Первая буква «О», как симметричная, вышла удачно на оттиске, но зато вторая буква «З» отпечаталась на бумаге в обратном виде, как «Е», потому что на печати я выгравировал ее машинально в обычном, не вывернутом наизнанку виде. Что тут делать?
Шарль, подумав, сказал:
– У нас уже есть семь ящиков коллекций, и теперь мы собираем восьмую. Можно просто переделать неудачное изображение «Е» на цифру 8, и тогда выйдет: «Общество 8-й зоологической коллекции».
У меня заскребло на душе от такого названия, но бросить начатую печать было жалко. Я докончил ее как он говорил, и мы начали все коптить ее на свечке и прикладывать на листе бумаги. Скоро весь лист покрылся оттисками, и мы обступили его, любуясь своими произведениями.
В эту минуту вошел старший Морель, не репетитор мой, а другой, его брат, студент Жозеф, очень желчный и саркастический человек. Его я не любил за постоянные насмешки над нашими естественно-научными занятиями, которые он считал простым мальчишеством.
– Что такое значат эти буквы? – сказал он.
– «Общество 8-й зоологической коллекции», – ответил Шарль с серьезным, деловым видом.
– Это, вероятно, то самое общество, которое сидит у нас на булавках в 8-й коллекции? – иронически спросил Жозеф.
Я был так глубоко обижен этой насмешкой над изучением природы, над нашим постоянным занятием, которое считал самым святым и высоким делом в своей жизни, что тотчас же встал и гордо вышел из комнаты, не сказав ни слова.
Но общество все же состоялось, хотя и не под таким, а под моим прежним названием.

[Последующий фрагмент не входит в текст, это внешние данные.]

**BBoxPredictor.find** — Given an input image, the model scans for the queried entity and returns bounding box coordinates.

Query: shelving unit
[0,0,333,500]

Я нарочно пишу все эти мелочи, относящиеся, по-видимому, еще к третьему или даже второму классу гимназии. Именно здесь находятся первые проблески всех тех идеальных стремлений, которые впоследствии привели меня в Шлиссельбургскую крепость. Достаточно было в то время кому-нибудь насмешливо отнестись к нашим занятиям естественными науками или, еще хуже, к самим этим наукам, и я уже не мог ни забыть, ни простить тому человеку, как верующий не прощает насмешки над своим божеством или влюбленный над предметом своей любви. Но зато всякое недоверие к моим личным качествам или способностям не возбуждало во мне ничего, кроме огорчения. Я сам еще не мог определить, несмотря на ежегодные награды, получаемые мною в гимназии, что я такое – способный человек или еще не разгаданный никем идиот? Иногда, когда мне удавалось одолеть в науках что-нибудь особенно трудное, мне казалось:
– Да! У меня есть способности! Я могу принести пользу науке!
И я радовался. А в другое время, когда я натыкался на неразрешимые вопросы, мне казалось, что я совсем идиот.
Раз, кажется, в четвертом классе, я познакомился с одним студентом, исчезнувшим потом с моего горизонта неизвестно куда. Зайдя к нему, я с восторгом увидел у него значительную библиотеку по естественным наукам. Я попросил у него физиологию Фохта, продержал дней восемь, прочел всю, сделал несколько выписок, перерисовал с десяток рисунков, а затем прибежал к нему возвратить и взять другую книгу. Он угостил меня кофе и начал разговор с похвал книге, очевидно, не доверяя, что я ее прочел. Я это отлично видел и так как не был уверен, помню ли все, что в ней было, то очень трусил, как бы не осрамиться в разговоре с ним.